En 2001, j’ai rejoint le bureau régional de Constantine en qualité de permanent. En 2003, je fus chargé des rédactions de la région Est, avec comme autre mission de réussir avec mes collègues d’Oran, de Tizi Ouzou et de la rédaction centrale, le lancement des pages régionales afin d’accompagner les mutations du paysage médiatique orienté vers l’information de proximité : Liberté était un esprit de leadership. Une grande partie de nos recrues étaient de nouveaux arrivés sur le marché du travail sans jamais fermer la porte à nos confrères et consœurs des autres journaux en difficulté. Et à Liberté, la gestion des ressources humaines était au cœur des préoccupations de sa direction. Toute recrue à titre permanent bénéficiait, à cette époque, d’un CDI, d’une affiliation à la Sécurité sociale et d’un salaire supérieur à la moyenne pratiquée dans la profession.

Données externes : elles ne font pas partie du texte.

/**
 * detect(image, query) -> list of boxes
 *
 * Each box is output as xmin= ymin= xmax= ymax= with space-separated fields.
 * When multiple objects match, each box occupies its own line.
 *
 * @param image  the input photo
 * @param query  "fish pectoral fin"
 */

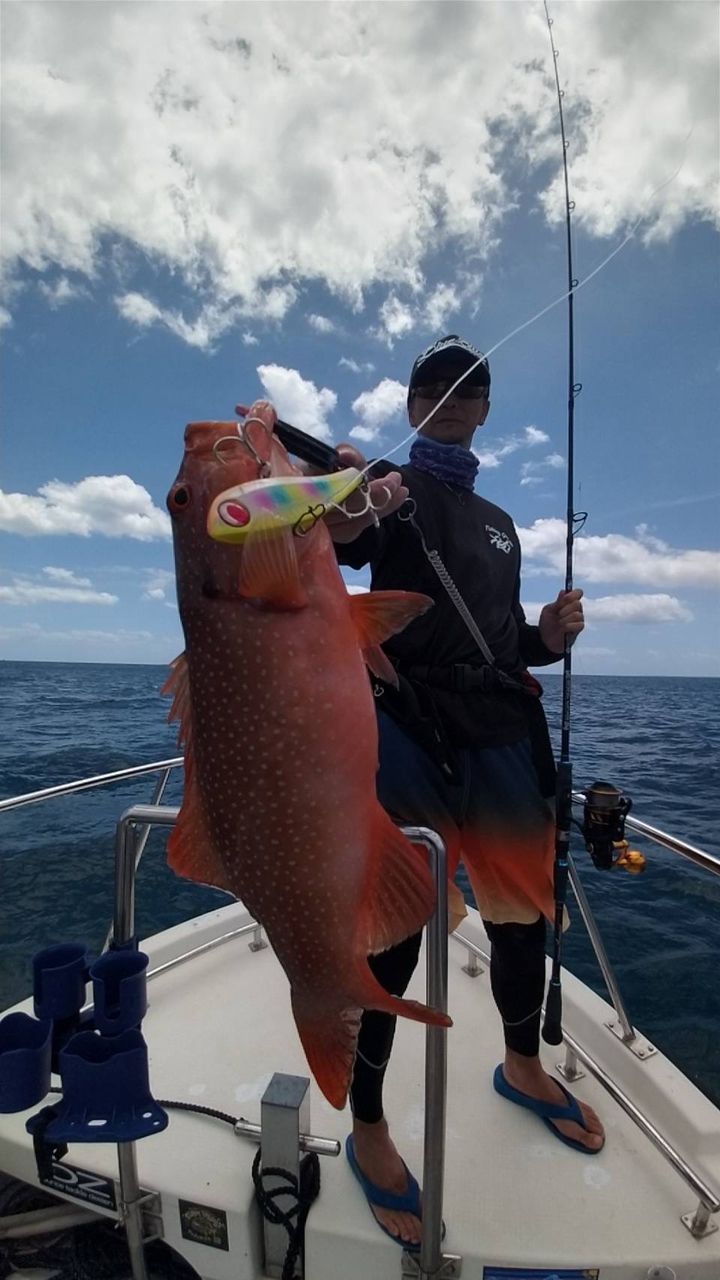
xmin=359 ymin=809 xmax=438 ymax=955
xmin=291 ymin=993 xmax=361 ymax=1110
xmin=348 ymin=589 xmax=434 ymax=647
xmin=239 ymin=528 xmax=307 ymax=607
xmin=161 ymin=653 xmax=232 ymax=893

Toujours pour l’histoire, nous avions recruté des jeunes sans aucune expérience, juste animés de la volonté de bien faire et de l’amour pour la profession, qui ont pu apprendre le métier pour finir, pour certains, par devenir chefs de bureau au sein de l’un des deux plus grands tirages du pays en l’espace de 5 ans. Une opportunité de plan de carrière rarement offerte non pas par le secteur de la presse, mais tous secteurs d’activité dans notre pays. Liberté était un cas d’école en matière de responsabilité sociale.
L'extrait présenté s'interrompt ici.